Lou Soldano was back in the surgical lounge at Manhattan General for the second time that day. But on this visit he wouldn’t have long to wait. This time he’d called the operating room supervisor and asked when Dr. Scheffield would be through with his surgery. Lou had timed his arrival so that he’d catch Jordan just as he was coming out.

After waiting for less than five minutes, Lou was pleased to see the good doctor as he strode confidently through the lounge and into the locker room. Lou followed, hat in hand and trench coat over his arm. He kept his distance until Jordan had tossed his soiled scrub shirt and pants into the laundry bin. It had been Lou’s plan to catch the man in his skivvies, when he was psychologically vulnerable. It was Lou’s belief that interrogation worked better when the subject was off balance.

“Hey, Doc,” he called softly. Jordan spun around. The man was obviously tense.
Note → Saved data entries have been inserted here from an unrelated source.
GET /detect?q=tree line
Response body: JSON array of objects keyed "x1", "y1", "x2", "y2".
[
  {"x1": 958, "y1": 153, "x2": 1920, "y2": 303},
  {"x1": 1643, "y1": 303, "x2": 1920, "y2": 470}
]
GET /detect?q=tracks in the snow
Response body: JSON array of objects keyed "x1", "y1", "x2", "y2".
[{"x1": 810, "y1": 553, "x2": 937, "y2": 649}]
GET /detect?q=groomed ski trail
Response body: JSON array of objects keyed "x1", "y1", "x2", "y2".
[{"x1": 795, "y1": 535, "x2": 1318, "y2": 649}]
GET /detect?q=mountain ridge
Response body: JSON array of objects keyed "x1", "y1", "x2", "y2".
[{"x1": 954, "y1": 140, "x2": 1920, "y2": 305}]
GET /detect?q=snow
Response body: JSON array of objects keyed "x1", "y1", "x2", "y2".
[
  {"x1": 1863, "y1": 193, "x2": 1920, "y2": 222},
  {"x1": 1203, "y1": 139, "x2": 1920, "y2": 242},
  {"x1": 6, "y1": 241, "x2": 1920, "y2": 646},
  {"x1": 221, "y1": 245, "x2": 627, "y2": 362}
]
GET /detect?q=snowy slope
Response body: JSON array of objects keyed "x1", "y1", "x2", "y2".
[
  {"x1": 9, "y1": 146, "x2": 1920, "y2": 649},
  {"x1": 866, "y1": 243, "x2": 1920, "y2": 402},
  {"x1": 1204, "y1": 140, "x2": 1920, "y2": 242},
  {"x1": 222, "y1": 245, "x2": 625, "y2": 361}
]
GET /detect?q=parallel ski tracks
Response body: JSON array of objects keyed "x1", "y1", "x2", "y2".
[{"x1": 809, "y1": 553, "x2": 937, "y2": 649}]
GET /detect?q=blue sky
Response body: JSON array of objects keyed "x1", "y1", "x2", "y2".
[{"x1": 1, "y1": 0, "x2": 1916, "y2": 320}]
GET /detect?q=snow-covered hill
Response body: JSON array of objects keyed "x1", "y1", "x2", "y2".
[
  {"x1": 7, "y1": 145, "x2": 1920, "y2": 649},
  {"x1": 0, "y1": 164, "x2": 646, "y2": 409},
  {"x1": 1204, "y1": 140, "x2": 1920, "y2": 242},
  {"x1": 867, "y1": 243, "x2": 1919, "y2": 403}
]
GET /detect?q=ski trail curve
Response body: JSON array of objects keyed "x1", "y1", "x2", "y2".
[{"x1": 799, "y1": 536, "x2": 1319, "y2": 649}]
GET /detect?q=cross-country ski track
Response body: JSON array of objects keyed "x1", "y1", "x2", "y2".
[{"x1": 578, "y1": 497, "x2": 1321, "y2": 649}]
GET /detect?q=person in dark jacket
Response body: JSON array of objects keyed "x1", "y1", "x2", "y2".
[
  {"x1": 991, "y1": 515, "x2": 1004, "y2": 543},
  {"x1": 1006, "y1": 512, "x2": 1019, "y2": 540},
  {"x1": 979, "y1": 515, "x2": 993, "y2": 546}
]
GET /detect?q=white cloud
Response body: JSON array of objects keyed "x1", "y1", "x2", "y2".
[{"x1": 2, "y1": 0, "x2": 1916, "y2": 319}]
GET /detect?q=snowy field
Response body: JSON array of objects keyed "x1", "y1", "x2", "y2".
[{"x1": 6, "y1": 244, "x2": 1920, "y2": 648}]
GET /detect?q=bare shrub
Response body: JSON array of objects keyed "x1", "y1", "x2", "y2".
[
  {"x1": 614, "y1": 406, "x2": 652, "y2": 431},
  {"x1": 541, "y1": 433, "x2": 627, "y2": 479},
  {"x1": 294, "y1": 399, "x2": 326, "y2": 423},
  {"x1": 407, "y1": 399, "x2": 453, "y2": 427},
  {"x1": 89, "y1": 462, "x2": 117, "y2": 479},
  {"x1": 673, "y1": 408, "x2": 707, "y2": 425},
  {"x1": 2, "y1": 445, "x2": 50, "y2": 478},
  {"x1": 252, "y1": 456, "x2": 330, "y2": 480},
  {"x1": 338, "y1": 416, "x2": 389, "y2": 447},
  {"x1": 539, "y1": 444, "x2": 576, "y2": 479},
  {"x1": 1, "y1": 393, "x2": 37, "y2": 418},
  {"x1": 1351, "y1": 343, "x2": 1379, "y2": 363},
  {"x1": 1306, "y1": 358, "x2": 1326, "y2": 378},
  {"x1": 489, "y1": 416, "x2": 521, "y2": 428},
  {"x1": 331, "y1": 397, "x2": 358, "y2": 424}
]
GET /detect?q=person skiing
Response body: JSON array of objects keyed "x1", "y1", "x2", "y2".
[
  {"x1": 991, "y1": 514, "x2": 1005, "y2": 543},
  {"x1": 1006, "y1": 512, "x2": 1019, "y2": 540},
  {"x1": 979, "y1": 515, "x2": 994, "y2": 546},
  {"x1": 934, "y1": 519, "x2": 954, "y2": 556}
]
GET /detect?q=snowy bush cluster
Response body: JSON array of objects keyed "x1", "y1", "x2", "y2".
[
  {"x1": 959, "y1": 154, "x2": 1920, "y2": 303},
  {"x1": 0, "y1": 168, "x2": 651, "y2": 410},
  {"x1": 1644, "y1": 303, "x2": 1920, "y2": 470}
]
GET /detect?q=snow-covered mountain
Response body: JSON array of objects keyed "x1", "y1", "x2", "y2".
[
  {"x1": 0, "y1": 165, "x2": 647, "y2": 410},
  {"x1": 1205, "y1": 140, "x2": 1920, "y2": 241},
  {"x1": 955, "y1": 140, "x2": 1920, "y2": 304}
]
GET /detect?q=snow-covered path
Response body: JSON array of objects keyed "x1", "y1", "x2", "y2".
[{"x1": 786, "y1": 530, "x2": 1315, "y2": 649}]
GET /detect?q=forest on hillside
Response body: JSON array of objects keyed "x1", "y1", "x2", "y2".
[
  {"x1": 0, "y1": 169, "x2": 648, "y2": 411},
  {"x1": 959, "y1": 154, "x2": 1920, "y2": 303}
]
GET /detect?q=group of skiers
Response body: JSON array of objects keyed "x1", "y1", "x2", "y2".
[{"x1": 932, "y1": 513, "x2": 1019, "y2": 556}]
“Excuse me,” Lou said, scratching his head. “I hate to be a bother, but I thought of something else.”

“Who the hell do you think you are?” Jordan snapped. “Colombo?”

“Very good,” Lou said. “I didn’t think you’d get it. But now that I have your attention, there is something I wanted to ask you.”

“Make it fast, Lieutenant,” Jordan said. “I’ve been stuck over here all day and I got an office full of unhappy patients.” He went to the sink and turned on the water.

“When I was here earlier, I mentioned that the patients who’d been killed were all waiting for surgery. But I failed to ask what kind of operations they were scheduled to have. I mean, I was told they were going to be corneal operations of some sort. Doc, fill me in. Just what was it you were going to do for these people?”

Jordan stood up from having been bent over the sink. Water dripped from his face. He nudged Lou to the side to get at the towels. He took one and vigorously dried his skin, making it glow.

“They were going to have corneal transplants,” Jordan said finally, eyeing himself in the mirror.

“That’s interesting,” Lou said. “They all had different diagnoses but they were all going to get the same treatment.”

“That’s right, Lieutenant,” Jordan said. He walked away from the sink to his locker. He spun the wheel on the combination lock.

Lou followed him like a dog. “I would have thought different diagnoses required different treatments.”

“It’s true these people all had different diagnoses,” Jordan explained. He began dressing. “But the physiological infirmity was the same. Their corneas weren’t clear.”

“But isn’t that treating the symptom and not the disease?” Lou asked.

Jordan stopped buttoning his shirt to stare at Lou. “I think I have underestimated you,” he said. “You are actually quite right. But often where the eye is concerned, we do precisely that. Of course, before you perform a transplant you have to treat the cause of the opacity. You do that so you can be reasonably sure the problem will not recur in the transplanted tissue, and with the proper treatment, it generally doesn’t.”

“Gee,” Lou said, “maybe I could have been a doctor if I’d had the chance to go to an Ivy League school like you.”

Jordan went back to his buttoning of his shirt. “That comment was much more in character,” he said.

“One way or the other,” Lou said, “isn’t it surprising that all your murdered patients were scheduled for the same operation?”

“Not at all,” Jordan said as he continued to dress. “I’m a superspecialist. Cornea is my area of expertise. I’ve just done four today.”

“Most of your operations are corneal transplants?” Lou asked.

“Maybe ninety percent. Even more, lately.”

“What about Cerino?” Lou asked.

“Same thing,” Jordan said. “But with Cerino I’ll be doing two procedures, since both eyes were affected equally.”

“Oh,” Lou said. Once again he was running out of questions.

“Don’t get me wrong, Lieutenant. I’m still shocked and distressed to know that these patients of mine were murdered. But knowing that these patients were killed, I’m not at all surprised to know they were all slated for corneal transplants. As my patients, almost by definition that would have to be expected. Now, is there anything else, Lieutenant?” He pulled on his jacket.